とりあえず、農耕にかかわる五穀豊穣を祈願する祭りに絞った。「種子取祭」の名前に魅かれて、平成20年に八重山諸島に飛んだ。西表島を観光して、日程の最後に「種子取祭」を取材することにした。祭りは、9日間にわたって執り行われるが、芸能奉納の2日間(7日目と8日目)を撮影にあてた。事前調査不足と泡盛の呑み過ぎで、初日は庭の芸能から見学した。世乞(ユークイ)が登場した後、棒や太鼓の芸能が披露された。続いて、マミドー・ジッチュ・真栄・祝種子取・馬乗者の舞が琉球音楽にあわせて披露された。初日の舞台芸能は、玻座間村が担当するようだ。当主が豊作祈願をするホンジャーから始まる。その後、色彩豊かな衣装や独特の音階を奏でる音楽の中で、舞踊や狂言が繰り広げられた。会場の雰囲気は、遠い昔の琉球王国の隆盛を偲ばせるようであった。芸能奉納が終わり、夕方から世乞(ユークイ)が唄い踊りながら民家を巡回する。その家の子供を胴上げした後、座敷に上がって太鼓や踊りを交えてみんなと交流する。終わると、次の家からまた次の家へと延々朝方まで続く。私は、翌日早いので途中で帰って寝ることにした。

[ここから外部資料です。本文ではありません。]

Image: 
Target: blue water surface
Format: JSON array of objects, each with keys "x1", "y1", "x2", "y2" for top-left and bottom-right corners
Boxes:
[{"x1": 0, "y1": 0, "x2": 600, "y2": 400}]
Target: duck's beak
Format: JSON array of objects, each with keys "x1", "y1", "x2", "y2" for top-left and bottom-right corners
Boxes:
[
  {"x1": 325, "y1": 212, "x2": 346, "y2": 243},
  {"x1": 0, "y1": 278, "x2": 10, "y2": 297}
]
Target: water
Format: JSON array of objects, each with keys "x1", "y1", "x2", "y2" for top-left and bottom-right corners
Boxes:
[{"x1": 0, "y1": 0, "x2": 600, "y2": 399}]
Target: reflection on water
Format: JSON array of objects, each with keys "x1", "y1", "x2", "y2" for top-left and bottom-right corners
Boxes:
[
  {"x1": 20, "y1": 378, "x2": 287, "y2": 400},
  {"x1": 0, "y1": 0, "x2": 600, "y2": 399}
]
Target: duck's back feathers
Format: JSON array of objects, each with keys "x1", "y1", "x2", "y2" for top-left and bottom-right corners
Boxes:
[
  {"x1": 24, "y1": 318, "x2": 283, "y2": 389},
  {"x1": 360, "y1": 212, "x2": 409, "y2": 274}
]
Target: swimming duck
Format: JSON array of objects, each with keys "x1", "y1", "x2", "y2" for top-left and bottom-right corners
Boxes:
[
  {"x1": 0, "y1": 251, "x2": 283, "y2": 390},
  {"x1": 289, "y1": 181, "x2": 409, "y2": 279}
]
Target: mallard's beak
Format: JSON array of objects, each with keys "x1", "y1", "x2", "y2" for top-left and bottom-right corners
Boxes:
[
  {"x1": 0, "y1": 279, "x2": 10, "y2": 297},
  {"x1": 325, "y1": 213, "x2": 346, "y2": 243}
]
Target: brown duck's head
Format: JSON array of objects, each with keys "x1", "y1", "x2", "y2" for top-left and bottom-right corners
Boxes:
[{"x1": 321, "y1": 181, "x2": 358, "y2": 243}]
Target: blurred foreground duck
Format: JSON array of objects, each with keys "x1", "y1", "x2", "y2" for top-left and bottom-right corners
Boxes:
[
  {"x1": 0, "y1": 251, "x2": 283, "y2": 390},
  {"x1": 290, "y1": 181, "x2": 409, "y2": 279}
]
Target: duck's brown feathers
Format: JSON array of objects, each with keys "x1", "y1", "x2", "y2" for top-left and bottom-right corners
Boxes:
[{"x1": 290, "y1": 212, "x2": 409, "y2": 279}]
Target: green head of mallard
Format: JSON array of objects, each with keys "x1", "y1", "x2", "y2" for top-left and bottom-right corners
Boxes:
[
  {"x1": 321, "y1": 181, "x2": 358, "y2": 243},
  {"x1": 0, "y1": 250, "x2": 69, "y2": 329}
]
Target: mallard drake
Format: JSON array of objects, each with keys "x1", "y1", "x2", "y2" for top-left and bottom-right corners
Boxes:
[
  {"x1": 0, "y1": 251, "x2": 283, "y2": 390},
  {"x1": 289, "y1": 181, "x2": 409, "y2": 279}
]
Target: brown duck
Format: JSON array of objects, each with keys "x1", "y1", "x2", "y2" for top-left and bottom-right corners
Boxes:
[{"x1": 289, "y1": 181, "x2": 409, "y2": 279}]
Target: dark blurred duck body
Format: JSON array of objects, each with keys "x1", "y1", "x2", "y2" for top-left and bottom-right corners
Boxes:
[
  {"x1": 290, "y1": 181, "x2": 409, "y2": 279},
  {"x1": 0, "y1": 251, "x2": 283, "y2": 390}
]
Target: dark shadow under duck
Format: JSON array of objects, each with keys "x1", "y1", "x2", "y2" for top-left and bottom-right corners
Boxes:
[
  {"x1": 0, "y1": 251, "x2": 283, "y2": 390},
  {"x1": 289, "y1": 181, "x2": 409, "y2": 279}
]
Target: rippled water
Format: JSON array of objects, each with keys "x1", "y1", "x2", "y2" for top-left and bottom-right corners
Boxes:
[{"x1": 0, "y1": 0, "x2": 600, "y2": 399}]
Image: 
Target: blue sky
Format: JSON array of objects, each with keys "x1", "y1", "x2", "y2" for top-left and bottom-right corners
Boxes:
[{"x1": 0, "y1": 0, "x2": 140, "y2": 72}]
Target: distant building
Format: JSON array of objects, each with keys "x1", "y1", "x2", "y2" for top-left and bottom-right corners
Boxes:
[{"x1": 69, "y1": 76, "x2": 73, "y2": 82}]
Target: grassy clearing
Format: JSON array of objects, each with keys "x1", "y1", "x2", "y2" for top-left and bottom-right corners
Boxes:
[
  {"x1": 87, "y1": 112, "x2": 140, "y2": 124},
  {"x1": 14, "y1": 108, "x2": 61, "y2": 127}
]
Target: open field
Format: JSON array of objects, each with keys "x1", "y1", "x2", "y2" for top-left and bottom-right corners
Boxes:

 翌朝4時に起床して、5時からのミルクウクシの儀式から撮影した。遅くまで世乞(ユークイ)の先頭に立っていたおばあちゃんは、何事もなかったかの様にシャキッとしていた。すごい精神力である。早めに引き上げた自分を恥じた。芸能は、仲筋村が中心になって奉納するという。庭の芸能と舞台芸能の流は、前日とほぼ一緒である。ただこの日は、石垣島や沖縄本島・東京などから帰省した人々との交流会があり、その微笑ましい情景が祭りを和やかにした。再び芸能が始まり、鬼捕りの狂言で芸能が終了した。最後に公民館長の心のこもった熱いあいさつがあり、2日間にわたる芸能奉納の幕を閉じた。翌朝、公民館長の陣頭指揮により、祭りで盛り上がった会場がきれいに片付けられていた。

島の人口は約300人。しかし祭りの期間は、観光客もあわせ何倍も膨れ上がるという。今日まで故郷を大切に思い、約600年も続いた祭りが竹富島の大きな魅力となり、私たちを心豊かに楽しませてくれた。また是非共訪れたい祭りの一つである。